Data Dictionary

Key Outputs

Team Power Rankings

Purpose: Team-level power rankings aggregating individual player performance into composite indices. This shows the relative strength of teams as well as provides information about returning players and experience level. The highest ranked team in Offense or Pitching is always given a 100, interpret numbers less than 100 as the percent offense / pitching of the highest ranked team.

Location: data/output/team_strength/team_strength_rankings.csv

Column	Data Type	Description	Calculation
Team	String	Full team name with location	Direct from roster
Total_Power_Index	Float	Composite team strength (0-100 scale)	`(Offense_Index + Pitching_Index) / 2`
Offense_Index	Float	Relative offensive strength (0-100)	`(Projected_Runs / max_Projected_Runs) × 100`
Pitching_Index	Float	Relative pitching strength (0-100)	`(Pitching_dominance / max_Pitching_dominance) × 100`
Projected_Runs	Float	Sum of RC_Score for top 10 batters	`SUM(TOP 10 RC_Score)`
Pitching_dominance	Float	Sum of Pitching_Score for top 6 pitchers	`SUM(TOP 6 Pitching_Score)`
Batters_Count	Integer	Number of qualified batters (RC > 0.1) in top 10	Count
Pitchers_Count	Integer	Number of qualified pitchers (Score > 0.1) in top 6	Count
Returning_Players	Integer	Real players (not generic backfill)	`COUNT WHERE Projection_Method NOT LIKE '%Generic%'`
Returning_Seniors	Integer	Returning players projected as Seniors	Count
Returning_Juniors	Integer	Returning players projected as Juniors	Count
Returning_Sophs	Integer	Returning players projected as Sophomores	Count
Total_Varsity_Years	Integer	Sum of Varsity_Year for all returning players	`SUM(Varsity_Year) WHERE Is_Returning = True`
Avg_Varsity_Years	Float	Average experience level	`AVG(Varsity_Year) WHERE Is_Returning = True`
Top_Hitter	String	Name of team’s best batter	Player with highest RC_Score
Top_Hitter_RC	Float	RC_Score of top hitter	Max RC_Score for team
Ace_Pitcher	String	Name of team’s best pitcher	Player with highest Pitching_Score
Ace_Score	Float	Pitching_Score of ace	Max Pitching_Score for team

Index Interpretation:

100.0 = League leader (best team)
50.0 = Half as strong as league leader
<30 = Significantly weaker program

Season Game-by-Game Simulation

Purpose: Provides game-by-game season simulation results for Rocky Mountain’s schedule.
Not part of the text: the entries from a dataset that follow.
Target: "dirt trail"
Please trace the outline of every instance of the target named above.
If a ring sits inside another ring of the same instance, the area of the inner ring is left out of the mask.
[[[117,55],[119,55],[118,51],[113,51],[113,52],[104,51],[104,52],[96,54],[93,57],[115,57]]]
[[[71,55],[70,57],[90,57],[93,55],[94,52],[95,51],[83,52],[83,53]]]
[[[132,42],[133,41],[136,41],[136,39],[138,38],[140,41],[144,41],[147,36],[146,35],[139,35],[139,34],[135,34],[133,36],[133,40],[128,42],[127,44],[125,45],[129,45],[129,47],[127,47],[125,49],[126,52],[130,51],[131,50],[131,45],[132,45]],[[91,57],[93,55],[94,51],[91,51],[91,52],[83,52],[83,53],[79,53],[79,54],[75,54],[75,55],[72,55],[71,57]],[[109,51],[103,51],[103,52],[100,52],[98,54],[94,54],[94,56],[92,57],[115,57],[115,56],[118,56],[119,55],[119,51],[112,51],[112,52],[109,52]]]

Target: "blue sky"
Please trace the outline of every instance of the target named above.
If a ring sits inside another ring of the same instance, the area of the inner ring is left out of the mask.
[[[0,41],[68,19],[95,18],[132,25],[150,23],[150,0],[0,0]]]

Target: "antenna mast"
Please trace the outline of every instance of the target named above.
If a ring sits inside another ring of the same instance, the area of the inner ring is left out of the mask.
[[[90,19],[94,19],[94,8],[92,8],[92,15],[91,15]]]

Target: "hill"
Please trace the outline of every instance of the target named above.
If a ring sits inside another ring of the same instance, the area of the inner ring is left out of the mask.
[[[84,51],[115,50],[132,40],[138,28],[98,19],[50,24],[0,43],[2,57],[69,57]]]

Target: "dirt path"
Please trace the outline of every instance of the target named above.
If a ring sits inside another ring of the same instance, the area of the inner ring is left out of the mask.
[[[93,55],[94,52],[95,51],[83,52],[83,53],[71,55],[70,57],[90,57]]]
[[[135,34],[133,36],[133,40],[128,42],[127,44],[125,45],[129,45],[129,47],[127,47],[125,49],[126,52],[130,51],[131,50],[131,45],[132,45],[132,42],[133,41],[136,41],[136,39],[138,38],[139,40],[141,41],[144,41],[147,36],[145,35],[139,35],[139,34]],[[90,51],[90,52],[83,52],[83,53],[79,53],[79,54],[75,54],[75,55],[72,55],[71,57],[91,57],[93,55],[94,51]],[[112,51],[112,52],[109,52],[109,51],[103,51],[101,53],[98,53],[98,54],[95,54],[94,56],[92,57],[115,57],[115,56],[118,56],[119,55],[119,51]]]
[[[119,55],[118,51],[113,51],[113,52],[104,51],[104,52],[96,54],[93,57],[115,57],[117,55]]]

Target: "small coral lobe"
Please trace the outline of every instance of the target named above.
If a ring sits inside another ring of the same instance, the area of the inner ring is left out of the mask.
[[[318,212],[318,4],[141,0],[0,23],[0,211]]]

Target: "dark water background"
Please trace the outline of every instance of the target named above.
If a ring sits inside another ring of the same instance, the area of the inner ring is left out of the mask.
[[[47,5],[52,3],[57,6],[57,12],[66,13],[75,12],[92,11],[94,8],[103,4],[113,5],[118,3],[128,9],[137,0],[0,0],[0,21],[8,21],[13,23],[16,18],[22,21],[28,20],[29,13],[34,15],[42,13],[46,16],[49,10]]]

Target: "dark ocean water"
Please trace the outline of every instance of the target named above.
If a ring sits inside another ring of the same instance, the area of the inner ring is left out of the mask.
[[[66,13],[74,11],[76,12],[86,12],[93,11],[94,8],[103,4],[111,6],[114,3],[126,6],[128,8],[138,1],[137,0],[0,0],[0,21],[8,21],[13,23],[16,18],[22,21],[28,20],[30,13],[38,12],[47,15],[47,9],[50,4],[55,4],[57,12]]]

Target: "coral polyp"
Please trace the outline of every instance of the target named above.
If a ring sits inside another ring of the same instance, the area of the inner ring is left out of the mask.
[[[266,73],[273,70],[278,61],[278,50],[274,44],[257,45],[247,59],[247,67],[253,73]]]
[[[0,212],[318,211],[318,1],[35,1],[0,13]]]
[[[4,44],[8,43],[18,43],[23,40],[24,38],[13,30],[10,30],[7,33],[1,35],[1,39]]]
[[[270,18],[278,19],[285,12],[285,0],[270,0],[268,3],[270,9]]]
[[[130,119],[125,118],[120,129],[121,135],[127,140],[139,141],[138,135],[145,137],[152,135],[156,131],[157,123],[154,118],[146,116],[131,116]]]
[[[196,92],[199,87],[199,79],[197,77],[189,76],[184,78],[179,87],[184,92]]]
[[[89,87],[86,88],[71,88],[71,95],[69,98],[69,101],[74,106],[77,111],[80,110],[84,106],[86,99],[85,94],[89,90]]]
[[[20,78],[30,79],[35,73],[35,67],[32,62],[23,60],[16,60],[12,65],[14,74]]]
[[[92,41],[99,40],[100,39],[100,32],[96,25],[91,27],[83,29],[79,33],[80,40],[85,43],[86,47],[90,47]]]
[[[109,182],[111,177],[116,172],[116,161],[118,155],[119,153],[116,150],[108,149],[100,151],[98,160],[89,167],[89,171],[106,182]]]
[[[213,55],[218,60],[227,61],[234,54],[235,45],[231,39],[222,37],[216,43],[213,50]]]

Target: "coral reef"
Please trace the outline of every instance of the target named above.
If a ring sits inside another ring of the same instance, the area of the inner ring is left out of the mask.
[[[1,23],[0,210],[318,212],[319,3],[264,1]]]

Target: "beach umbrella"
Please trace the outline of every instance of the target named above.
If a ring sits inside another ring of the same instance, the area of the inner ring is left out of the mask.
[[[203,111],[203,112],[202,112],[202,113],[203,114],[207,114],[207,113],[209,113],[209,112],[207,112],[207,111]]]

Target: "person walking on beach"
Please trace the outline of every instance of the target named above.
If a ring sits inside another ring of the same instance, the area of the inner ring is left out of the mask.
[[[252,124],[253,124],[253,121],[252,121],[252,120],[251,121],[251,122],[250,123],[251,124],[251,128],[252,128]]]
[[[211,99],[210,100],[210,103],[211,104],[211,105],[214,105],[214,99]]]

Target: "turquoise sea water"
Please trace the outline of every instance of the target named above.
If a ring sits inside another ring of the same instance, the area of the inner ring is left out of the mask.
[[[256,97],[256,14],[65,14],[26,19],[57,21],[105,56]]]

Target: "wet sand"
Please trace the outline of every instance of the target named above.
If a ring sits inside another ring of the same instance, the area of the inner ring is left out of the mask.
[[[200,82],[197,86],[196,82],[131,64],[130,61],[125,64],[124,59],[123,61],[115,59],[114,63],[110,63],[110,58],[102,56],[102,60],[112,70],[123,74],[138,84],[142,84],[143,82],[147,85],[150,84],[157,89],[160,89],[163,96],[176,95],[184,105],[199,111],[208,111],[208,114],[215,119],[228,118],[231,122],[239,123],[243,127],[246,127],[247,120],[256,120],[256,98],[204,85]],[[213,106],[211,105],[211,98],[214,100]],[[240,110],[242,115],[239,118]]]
Shows win probability, projected scores, confidence of the projection, and a short narrative describing the outcome.

Location: data/output/team_strength/rocky_mountain_monte_carlo.csv

Column	Data Type	Description
Date	String	Game date
Opponent	String	Opposing team name
Win_Pct	Float	Win probability (0.0-1.0) based on 1,000 simulations
Proj_Score	String	Average projected score (e.g., “6.2-5.1”)
Confidence	String	Game classification: “Lock (W)”, “Solid (W)”, “Toss-up”, “Solid (L)”, “Lock (L)”
Analysis	String	Narrative explanation of matchup factors
My_Off_Idx	Float	Rocky Mountain’s Offense Index
My_Pit_Idx	Float	Rocky Mountain’s Pitching Index
Opp_Off_Idx	Float	Opponent’s Offense Index
Opp_Pit_Idx	Float	Opponent’s Pitching Index

Confidence Labels:

Label	Win_Pct Range	Interpretation
Lock (W)	>90%	Very likely win
Solid (W)	65-90%	Favorable matchup
Toss-up	35-65%	Could go either way
Solid (L)	10-35%	Unfavorable matchup
Lock (L)	<10%	Very likely loss

Simulation Parameters:

1,000 iterations per game
Negative Binomial distribution with dispersion = 1.3
Home field advantage = 10% scoring boost
Average Runs per Game in HS baseball = 6.0 per game

2026 Roster Projection

Purpose: Complete projected roster for every team with individual player statistics and rankings. This carries non-senior varsity players forward onto the 2026 roster, applies an improvement multiplier to them based on historical trends, and fills in empty roster spots with generic players also based on historical data.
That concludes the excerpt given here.